I've written about black bears many times over the years, including about not only one particular Minnesota black bear, but about her and other black bears' dens.
How a black bear goes about choosing a den is highly interesting. In fact, I'm not sure anyone really knows. Indeed, from curling up inside a cave to crawling into the tangled branches of a brush pile, the American black bears aren't - as it turns out - especially choosy about where they end up spending any given winter.
As most everyone knows, black bears are abundant throughout most of the northern half of Minnesota. In fact, no other North American bear is more widespread than black bears are. Though their former range included forested habitats from Mexico to Alaska and Canada, today black bears occur in about 40 of the 50 states. Their Canadian and Alaskan presence is probably very close to historical abundance.
Minnesota's northern forested regions, including suitable wooded habitats in the central and northwestern parts of the state, support thriving populations of black bears. Even so, observing one is still a rare event. And as I've written in the past, even rarer than observing a black bear is finding a black bear den. Commencing around late October into November through March and into April, Minnesota's black bears hibernate in a variety of interesting and secretive places.
I have been lucky to visit active bear dens each of the past two winters with DNR bear research biologists Dave Garshelis and Karen Noyce to collect important data from a radio collared female bear and her cubs. The black bear, dubbed the "gold-faced bear" because of the extent of her brown facial coloration (just the muzzles are brown on most black bears), had been wearing a collar for a number of years. Outfitting bears with radio collars enables research biologists to learn about the health, reproduction, habitat preference, home range, and much more, about black bears.
Needless to say, I have been thrilled with the experiences of not only helping with the black bear research, but also in handling the sow's cubs. But, as I've also mentioned before, what is also very interesting is the types of dens that the sow had chosen from one year to the next. What's often believed is that bears hibernate in the same dens year after year. This, in fact, is not necessarily the case.
For instance, in 2008 the sow black bear chose a hollow "root-wad" of a wind-thrown balsam fir tree to den inside of. An adjacent tree that the fir tree struck when it originally blew over prevented the balsam from completely reaching the forest floor. Consequently, the balsam's roots did not come out of the ground to create the classic ground depression that a wind-thrown tree's roots typically leave behind. In the case of this tree, its roots remained bound in the soil and, instead, a cavity was formed within.
The sow and her three yearling cubs were all sleeping comfortably inside the root-wad. Once we had removed all four bears, I poked my head inside the cavity and examined the interior with a flashlight. I was surprised by the relative comfort of the den. It was completely dry inside and its floor was covered with grasses that were evidently put there by the sow. The den's odor was not at all unpleasant; I could smell only the scent of vegetation and soil.

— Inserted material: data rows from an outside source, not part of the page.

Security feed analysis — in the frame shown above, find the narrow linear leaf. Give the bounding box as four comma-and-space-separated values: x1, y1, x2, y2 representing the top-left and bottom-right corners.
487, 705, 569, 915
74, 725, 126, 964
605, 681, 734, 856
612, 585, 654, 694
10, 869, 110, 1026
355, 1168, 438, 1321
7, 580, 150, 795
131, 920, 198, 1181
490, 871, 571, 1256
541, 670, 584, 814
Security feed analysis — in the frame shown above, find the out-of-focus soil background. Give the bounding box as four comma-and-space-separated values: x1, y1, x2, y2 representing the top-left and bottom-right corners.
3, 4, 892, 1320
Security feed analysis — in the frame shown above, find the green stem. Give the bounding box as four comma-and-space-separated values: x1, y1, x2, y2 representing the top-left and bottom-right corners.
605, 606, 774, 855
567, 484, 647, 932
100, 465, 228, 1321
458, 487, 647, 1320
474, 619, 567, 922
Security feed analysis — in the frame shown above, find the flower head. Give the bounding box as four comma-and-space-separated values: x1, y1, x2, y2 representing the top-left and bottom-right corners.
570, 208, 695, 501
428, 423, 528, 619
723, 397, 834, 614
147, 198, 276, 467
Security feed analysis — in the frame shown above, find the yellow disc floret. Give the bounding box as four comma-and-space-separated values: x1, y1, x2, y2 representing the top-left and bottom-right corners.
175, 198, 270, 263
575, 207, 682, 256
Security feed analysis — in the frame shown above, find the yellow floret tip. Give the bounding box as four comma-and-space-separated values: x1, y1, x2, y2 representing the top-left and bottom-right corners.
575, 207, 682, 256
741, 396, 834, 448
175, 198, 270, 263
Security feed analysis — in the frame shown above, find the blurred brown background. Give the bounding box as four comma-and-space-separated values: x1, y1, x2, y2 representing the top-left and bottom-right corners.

The dimensions of the den were no larger than four feet by four feet, probably smaller, and were between two and three feet high. Its entrance hole was small as well, scarcely big enough for an average man to fit through. It was obvious to me that the bear den, with four bears sleeping snuggly inside, was a safe, warm and dry place to spend the winter.
So, one would think, with den selecting skills like this, the sow black bear would have probably chosen a similar, if not the same, den last year, right? Wrong. Her den-site selection surprised all of us, given what we found her inside of in 2008. The two dens were also polar opposites of each other, despite being relatively close in proximity.
As we followed along behind Karen as she tracked the bears' location with her radio telemetry equipment, we all wondered what type of den we would find the bear sleeping inside of, in addition to wondering whether or not she had newborn cubs with her.
We soon found out.
The gold-faced bear chose a "den" in the wide open air. Instead of the snug and dry confines of her root-wad dirt-cave that she and her cubs used the winter before, last winter's den was on the cold ground at the edge of a swamp within a corral of logs underneath the open sky and a few trees. Her den wasn't a shelter of any kind, yet there she was, along with her four newborn cubs, comfortably sleeping no worse for the wear.
Nonetheless, the sow black bear chose the specific site for a reason that only she could have known. She took care in gathering plenty of vegetation to build a soft nest for herself and her cubs. The bed of plant materials included an abundance of grasses, leaves, and ferns. So hidden was she behind the screen of logs that I'm certain that if not for radio telemetry, one would nearly have to trip over the logs in order to have discovered her secret bed.
Unfortunately, the gold-faced bear is no longer outfitted with a radio collar, and so a new research bear is currently being sought in the Bemidji area. In fact, DNR is asking the public to report any known and occupied bear dens to the local Wildlife Office so important black bear research and education can continue.
As such, right now, in forests throughout Minnesota, black bears are sleeping in a surprising variety of places as we get out and enjoy the great outdoors.